Miles, the eldest son of an immensely wealthy Bristol banker and West India merchant, declined to contest Chippenham in 1820 and was out of the House for ten years. At the general election of 1830, when his address was given in the Official Return as Beesthorpe Hall, Nottinghamshire, he came in for New Romney on the Dering interest, after a token contest. He was unopposed in 1831. The Wellington ministry listed him with his father among the ‘moderate Ultras’ who were at bottom ‘friends’, but he was absent from the division on the civil list which brought them down, 15 Nov. 1830. He voted against the second reading of the Grey ministry’s reform bill, 22 Mar., presented a New Romney petition against it, 24 Mar., and voted for Gascoyne’s wrecking amendment, 19 Apr. 1831. On 5 July he attacked the reintroduced bill as a ‘a speculative’ and ‘dangerous reform’, by which ‘every enthusiast sees a path opened ... to the long-cherished political utopia of his ardent but distempered imagination’: it was, he said, ‘the prelude to greater concessions, and an incentive to more democratic demands’. He voted against the second reading the following day, for an adjournment, 12 July, and against the partial disfranchisement of his former constituency, 27 July. He was one of the minority of ten who voted for Hunt’s amendment to the borough franchise proposals, 25 Aug. He voted against the passage of the bill, 21 Sept., and the second reading of the Scottish reform bill, 23 Sept. He divided against government on the Dublin election controversy, 23 Aug. On 30 Sept. he objected to the ‘lowness’ of the qualification proposed by Hobhouse in his bill to reform select vestries and, claiming to be the spokesman of the Bristol vestries, moved the exemption of such bodies as had sole control over church charities. The sense of the House was against him and he did not press the issue.

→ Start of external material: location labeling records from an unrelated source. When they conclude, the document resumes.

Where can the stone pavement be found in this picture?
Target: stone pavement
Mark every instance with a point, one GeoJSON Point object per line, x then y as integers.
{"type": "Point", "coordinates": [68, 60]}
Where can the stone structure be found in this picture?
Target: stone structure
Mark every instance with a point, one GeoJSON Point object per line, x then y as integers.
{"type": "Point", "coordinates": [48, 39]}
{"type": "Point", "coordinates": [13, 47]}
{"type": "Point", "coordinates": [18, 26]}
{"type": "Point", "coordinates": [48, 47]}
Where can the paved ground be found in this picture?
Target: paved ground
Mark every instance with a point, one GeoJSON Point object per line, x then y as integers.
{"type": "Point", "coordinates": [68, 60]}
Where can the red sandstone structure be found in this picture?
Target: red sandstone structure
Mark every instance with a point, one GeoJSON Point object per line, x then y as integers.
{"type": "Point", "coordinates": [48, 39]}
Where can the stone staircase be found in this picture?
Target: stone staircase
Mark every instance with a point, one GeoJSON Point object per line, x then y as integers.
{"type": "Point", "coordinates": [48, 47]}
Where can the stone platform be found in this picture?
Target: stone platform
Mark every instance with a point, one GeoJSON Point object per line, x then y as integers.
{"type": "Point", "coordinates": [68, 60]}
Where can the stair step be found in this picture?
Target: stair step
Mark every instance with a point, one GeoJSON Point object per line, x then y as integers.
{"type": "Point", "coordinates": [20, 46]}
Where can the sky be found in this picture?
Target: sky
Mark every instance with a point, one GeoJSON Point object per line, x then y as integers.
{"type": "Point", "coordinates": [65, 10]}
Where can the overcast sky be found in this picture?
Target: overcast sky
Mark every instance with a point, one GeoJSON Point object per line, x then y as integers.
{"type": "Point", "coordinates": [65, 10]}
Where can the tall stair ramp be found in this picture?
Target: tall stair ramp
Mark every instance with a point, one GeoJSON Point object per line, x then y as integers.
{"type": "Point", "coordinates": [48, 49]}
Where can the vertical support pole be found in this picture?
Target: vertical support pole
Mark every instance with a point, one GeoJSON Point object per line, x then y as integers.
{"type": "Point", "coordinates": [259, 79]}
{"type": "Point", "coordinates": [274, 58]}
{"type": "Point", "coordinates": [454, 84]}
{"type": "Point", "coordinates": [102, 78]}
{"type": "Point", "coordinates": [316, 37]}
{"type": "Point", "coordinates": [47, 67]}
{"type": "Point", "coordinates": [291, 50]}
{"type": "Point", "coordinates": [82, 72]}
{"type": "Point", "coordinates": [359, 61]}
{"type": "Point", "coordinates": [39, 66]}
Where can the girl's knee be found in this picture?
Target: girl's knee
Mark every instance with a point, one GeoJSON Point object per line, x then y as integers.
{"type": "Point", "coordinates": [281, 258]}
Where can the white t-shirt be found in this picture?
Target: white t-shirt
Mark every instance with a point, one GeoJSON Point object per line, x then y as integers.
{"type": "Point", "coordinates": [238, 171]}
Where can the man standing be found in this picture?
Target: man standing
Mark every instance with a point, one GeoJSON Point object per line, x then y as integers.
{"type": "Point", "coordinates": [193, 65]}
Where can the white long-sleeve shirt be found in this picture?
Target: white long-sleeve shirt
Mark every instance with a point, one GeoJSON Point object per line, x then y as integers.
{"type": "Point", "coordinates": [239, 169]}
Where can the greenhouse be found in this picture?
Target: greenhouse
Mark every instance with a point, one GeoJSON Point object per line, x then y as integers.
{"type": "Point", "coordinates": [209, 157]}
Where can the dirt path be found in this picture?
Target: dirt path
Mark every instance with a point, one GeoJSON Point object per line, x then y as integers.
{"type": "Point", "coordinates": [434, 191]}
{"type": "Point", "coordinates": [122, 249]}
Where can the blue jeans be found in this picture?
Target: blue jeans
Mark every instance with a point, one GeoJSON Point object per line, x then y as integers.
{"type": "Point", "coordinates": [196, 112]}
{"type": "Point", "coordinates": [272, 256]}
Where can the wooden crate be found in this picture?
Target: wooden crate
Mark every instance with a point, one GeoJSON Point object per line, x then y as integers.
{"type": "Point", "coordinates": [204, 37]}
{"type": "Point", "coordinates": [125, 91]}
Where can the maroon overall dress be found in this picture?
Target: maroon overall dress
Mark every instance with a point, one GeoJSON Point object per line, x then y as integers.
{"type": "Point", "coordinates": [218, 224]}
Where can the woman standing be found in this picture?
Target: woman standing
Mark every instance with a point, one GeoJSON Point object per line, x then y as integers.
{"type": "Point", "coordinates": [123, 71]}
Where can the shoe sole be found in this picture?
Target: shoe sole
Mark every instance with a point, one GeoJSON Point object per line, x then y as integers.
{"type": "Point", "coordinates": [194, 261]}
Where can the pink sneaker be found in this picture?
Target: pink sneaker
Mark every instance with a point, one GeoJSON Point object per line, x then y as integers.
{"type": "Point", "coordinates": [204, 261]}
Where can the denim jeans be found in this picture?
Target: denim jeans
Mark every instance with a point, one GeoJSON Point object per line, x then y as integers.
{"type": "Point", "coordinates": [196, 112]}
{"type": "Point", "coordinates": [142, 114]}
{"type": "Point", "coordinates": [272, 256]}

Miles, who was evidently not the most assiduous of attenders, was absent from the division on the second reading of the revised reform bill, 17 Dec. 1831. He voted against the enfranchisement of Tower Hamlets, 28 Feb., and the third reading 22 Mar. 1832. He divided for the Liverpool disfranchisement bill, 23 May, against the second reading of the Irish reform bill, 25 May, for a tax on Irish absentee landlords, 19 June, and in censure of ministers over the Russian-Dutch loan, 12 July. On the boundary bill, 22 June 1832, he strongly objected to the proposal to include in the Bristol constituency large areas previously belonging to Gloucestershire and Somerset, but his protests were disregarded.

Miles unsuccessfully contested Somerset East at the 1832 general election, but he came in there unopposed on a vacancy in 1834 and held the seat, with only one contest, for over 30 years. He emerged in the 1840s as one of the leading Protectionist backbenchers and was rewarded by Lord Derby with a baronetcy in 1859.1 By then he was a very rich man, having succeeded his father to a handsome personal fortune, in addition to his Somerset estates and Jamaican sugar plantations, in 1845.2 He was a partner in the family’s Bristol bank and West India mercantile house from that date until his death in June 1878.3

 

Ref Volumes: 1820-1832

Author: David R. Fisher

Notes

  • 1. Disraeli Letters, iv. 1399A, 1503, 1529-30, 1552.
  • 2. PROB 11/2016/318.
  • 3. C. H. Cave, Hist. Banking in Bristol, 81.